O que acontece é que, muitas vezes, as pessoas deprimidas têm de ficar de baixa para tratamento durante um longo período porque não conseguem dar resposta adequada às tarefas e exigências profissionais, sentindo-se culpabilizadas por não darem rendimento. “Se trabalham em casa podem sentir falta de energia para as tarefas domésticas, tendo dificuldade em levantar-se de manhã. Podem ter perda de apetite e emagrecerem, ou, pelo contrário, sentir muito apetite e comerem sem controlo, levando a um aumento de peso.” À medida que a doença evolui, se não há uma remissão completa dos sintomas, as pessoas podem manter algum grau de incapacidade e, dependendo da sua actividade laboral, podem ter de ser objecto de uma reforma antecipada. “Apesar disso, uma percentagem significativa de pessoas com depressão melhora e pode retomar a sua vida normal desde que os tratamentos sejam feitos precocemente e sejam adequados”, esclarece a psiquiatra.
Mas não é só neste sentido que os factores económicos influenciam a depressão. “Nas situações de catástrofe o sentimento mais dominante é o medo e a ansiedade. A desesperança e o desânimo colectivos manifestam-se principalmente nas situações de crise económica, nas quais o bem-estar, a sobrevivência e o estilo de vida das pessoas são ameaçados”, refere a psiquiatra.
Diagnosticar para bem tratar
O diagnóstico é sempre feito pelo relato das experiências subjectivas do doente e pelos sintomas descritos (emocionais e físicos). “Aspectos como o comportamento observável (fisionomia, comportamento geral) também contribuem para o diagnóstico. Não há exames complementares de diagnóstico que nos possam ajudar no diagnóstico. Este é um diagnóstico meramente clínico”, refere Maria Luísa Figueira.
E se a designação da doença que uma pessoa tem é de extrema relevância, o tratamento adequado assume clara importância. Os tratamentos dividem-se em farmacológicos e psicológicos:
- “A psicoterapia (individual ou de grupo) tem sido utilizada com eficácia, principalmente a terapia cognitivo-comportamental em depressões ligeiras a moderadas. No entanto, é mais eficaz se associada a antidepressivos. Estes fármacos são a primeira escolha num tratamento antidepressivo e têm uma eficácia demonstrada através de ensaios em que foram envolvidas muitas centenas de doentes”, assinala a psiquiatra.

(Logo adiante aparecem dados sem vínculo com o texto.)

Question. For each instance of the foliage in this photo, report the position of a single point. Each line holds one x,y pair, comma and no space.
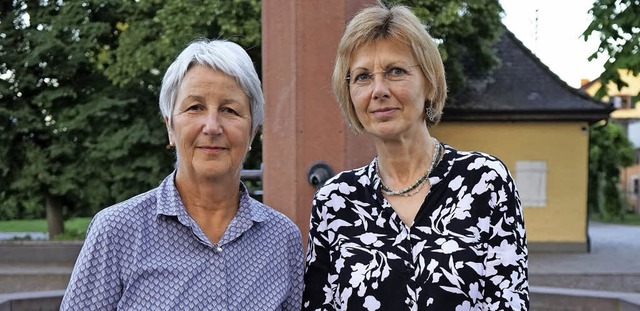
67,134
79,82
153,32
40,225
609,150
616,24
467,31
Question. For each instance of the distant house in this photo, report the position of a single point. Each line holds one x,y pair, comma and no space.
538,125
627,114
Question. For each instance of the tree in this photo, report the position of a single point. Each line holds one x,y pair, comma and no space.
80,127
609,150
616,24
466,31
69,139
153,32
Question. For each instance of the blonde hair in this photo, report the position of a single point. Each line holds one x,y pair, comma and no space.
396,23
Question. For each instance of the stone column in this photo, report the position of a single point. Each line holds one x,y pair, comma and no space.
303,123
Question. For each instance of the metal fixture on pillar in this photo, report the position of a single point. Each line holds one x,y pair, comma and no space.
319,173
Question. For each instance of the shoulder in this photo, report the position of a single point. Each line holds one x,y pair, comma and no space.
126,215
480,162
346,182
274,220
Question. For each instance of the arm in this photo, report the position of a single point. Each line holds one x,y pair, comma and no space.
296,264
507,256
95,280
317,290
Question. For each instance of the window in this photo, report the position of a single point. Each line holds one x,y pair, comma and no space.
531,179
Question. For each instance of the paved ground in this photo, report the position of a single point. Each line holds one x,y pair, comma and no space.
612,265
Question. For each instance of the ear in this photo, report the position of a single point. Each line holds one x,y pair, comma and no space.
172,141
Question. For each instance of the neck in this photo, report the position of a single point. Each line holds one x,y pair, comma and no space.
211,203
402,174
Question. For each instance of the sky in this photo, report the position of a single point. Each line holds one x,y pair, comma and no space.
552,30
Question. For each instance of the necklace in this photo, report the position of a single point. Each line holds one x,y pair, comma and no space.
415,188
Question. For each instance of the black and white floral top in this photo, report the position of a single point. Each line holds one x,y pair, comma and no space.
466,249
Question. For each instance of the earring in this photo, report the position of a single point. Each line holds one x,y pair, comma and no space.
430,112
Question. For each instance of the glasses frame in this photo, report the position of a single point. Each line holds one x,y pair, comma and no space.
373,74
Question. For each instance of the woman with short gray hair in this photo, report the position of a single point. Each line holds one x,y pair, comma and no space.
198,241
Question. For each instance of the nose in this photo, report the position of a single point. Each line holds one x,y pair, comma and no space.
212,125
380,87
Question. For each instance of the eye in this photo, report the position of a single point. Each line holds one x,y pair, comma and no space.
396,72
363,77
228,109
194,107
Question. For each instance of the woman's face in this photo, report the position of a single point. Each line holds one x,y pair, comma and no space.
388,89
211,124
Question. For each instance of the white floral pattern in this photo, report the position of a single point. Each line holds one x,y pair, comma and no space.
465,251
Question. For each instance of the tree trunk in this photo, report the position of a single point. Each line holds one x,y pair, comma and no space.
55,221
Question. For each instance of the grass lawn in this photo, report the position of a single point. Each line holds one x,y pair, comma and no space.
629,219
40,225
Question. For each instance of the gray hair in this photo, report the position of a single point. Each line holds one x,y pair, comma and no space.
220,55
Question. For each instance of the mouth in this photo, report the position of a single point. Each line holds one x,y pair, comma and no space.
212,149
384,111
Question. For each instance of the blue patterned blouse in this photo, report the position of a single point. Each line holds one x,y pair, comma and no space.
147,253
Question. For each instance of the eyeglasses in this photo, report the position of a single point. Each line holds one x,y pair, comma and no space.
363,77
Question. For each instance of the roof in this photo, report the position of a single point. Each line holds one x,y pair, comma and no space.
523,89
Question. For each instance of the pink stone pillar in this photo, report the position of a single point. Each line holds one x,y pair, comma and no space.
303,123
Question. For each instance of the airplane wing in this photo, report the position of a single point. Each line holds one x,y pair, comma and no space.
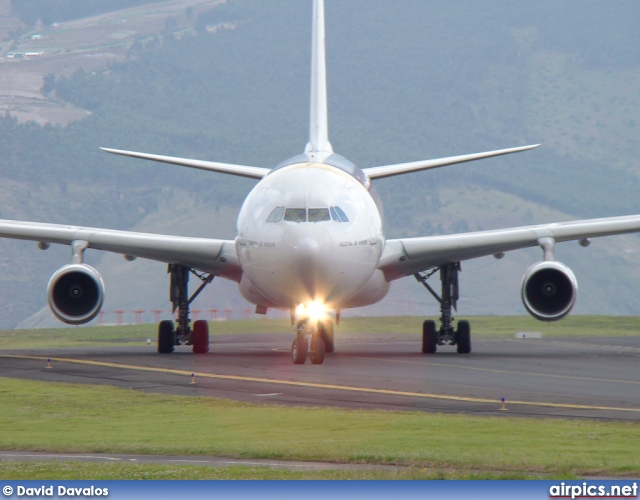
404,168
217,257
225,168
407,256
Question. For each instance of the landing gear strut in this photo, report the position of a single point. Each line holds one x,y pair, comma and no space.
198,337
448,299
313,339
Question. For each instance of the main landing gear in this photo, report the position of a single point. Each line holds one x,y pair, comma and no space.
313,339
448,299
183,334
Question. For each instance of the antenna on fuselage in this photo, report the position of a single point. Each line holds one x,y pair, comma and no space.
319,127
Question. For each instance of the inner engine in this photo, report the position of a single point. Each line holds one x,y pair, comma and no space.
75,293
549,290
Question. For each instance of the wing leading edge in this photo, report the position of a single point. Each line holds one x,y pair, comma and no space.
407,256
405,168
225,168
215,256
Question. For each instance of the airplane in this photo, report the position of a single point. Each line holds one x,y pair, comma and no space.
311,240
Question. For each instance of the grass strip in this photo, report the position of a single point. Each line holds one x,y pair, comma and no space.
39,416
483,326
73,470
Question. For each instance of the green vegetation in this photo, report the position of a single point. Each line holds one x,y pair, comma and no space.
71,470
443,80
483,326
70,418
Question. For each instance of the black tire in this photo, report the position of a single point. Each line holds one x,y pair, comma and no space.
463,337
316,354
166,337
299,350
429,337
200,337
326,331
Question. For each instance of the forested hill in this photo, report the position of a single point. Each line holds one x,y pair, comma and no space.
408,80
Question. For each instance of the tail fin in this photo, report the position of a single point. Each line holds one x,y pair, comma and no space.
319,127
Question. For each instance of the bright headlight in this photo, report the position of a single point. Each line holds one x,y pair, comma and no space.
315,311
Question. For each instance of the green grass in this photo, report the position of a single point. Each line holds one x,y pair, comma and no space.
40,416
45,470
488,326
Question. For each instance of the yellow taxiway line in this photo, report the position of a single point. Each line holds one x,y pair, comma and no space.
315,385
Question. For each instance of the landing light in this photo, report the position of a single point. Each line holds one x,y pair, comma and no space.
315,311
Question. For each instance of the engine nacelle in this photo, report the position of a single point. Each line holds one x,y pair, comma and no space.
75,293
549,290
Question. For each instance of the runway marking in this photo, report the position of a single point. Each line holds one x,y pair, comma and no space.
390,392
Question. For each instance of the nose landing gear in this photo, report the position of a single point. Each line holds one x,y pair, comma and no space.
313,339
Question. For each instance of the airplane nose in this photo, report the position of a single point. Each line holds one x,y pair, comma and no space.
309,252
307,248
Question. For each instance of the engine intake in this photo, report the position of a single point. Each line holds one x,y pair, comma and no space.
549,290
75,293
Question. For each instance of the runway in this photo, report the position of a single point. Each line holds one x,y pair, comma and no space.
594,378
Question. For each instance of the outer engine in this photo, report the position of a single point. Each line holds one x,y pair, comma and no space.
75,293
549,290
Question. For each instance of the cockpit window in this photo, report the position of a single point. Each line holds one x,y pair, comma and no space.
318,214
295,214
338,215
276,214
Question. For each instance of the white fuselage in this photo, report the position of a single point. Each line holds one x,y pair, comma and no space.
310,232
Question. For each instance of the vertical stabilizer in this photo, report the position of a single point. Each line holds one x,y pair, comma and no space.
319,128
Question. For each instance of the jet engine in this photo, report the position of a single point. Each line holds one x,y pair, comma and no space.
75,293
549,290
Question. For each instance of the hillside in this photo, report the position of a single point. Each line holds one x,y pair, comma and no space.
407,80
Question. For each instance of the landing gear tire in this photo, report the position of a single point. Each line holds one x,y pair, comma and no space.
463,337
429,337
200,337
299,350
316,353
166,337
325,329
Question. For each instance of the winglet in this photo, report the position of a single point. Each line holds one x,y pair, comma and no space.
319,128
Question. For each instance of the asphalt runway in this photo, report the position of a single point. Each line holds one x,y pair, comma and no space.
593,378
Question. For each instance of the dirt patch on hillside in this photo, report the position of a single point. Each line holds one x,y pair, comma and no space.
90,43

- “Hoje dispomos de uma variedade importante destes fármacos, mais seguros dos que existiam no passado e com eficácia semelhante”, esclarece a especialista. “No entanto, é preciso anotar que nem todos os doentes respondem da mesma maneira aos antidepressivos, e por isso temos de dispor de uma variedade de moléculas anti-depressivas com acções diversificadas nos neurotransmissores do Sistema Nervoso Central e muitas vezes tem de se fazer mais do que uma tentativa com fármacos de grupos diferentes para obter resultados”, explica Maria Luísa Figueira. Muitas vezes, tal como acontece na hipertensão, não é o primeiro fármaco a resultar e procura-se um que se adeqúe às necessidades de cada organismo e de cada pessoa. “O médico deve explicar a doença, os sintomas e esclarecer o plano de tratamento. O doente ficará assim mais apoiado e tem mais probabilidades de obter uma remissão dos sintomas”, conclui.
Esteja atento aos sintomas típicos da depressão
- Estado de tristeza intensa;
- Desânimo;
- Desesperança;
- Pessimismo;
- Fadiga emocional e física;
- Perda do gosto pela vida e pelas actividades habituais;
- Dificuldades de concentração e de memória e, ainda, um conjunto de sintomas sentidos corporalmente ou fisicamente;
- Os sintomas físicos mais frequentes na depressão, que até podem ser dominantes, são principalmente as dores lombares, as dores de cabeça, uma sensação de peso nas pernas, sintomas gastrointestinais e fadiga.
Falsos mitos
Por Luís Câmara Pestana, psiquiatra do Serviço de Psiquiatria do Hospital de Santa Maria
- “Os medicamentos vão causar-me habituação”;
- “Os medicamentos vão interferir com a concentração e a memória”;
- “Os medicamentos irão causar-me sedação excessiva”;
- “O acompanhamento psiquiátrico será por tempo indeterminado.”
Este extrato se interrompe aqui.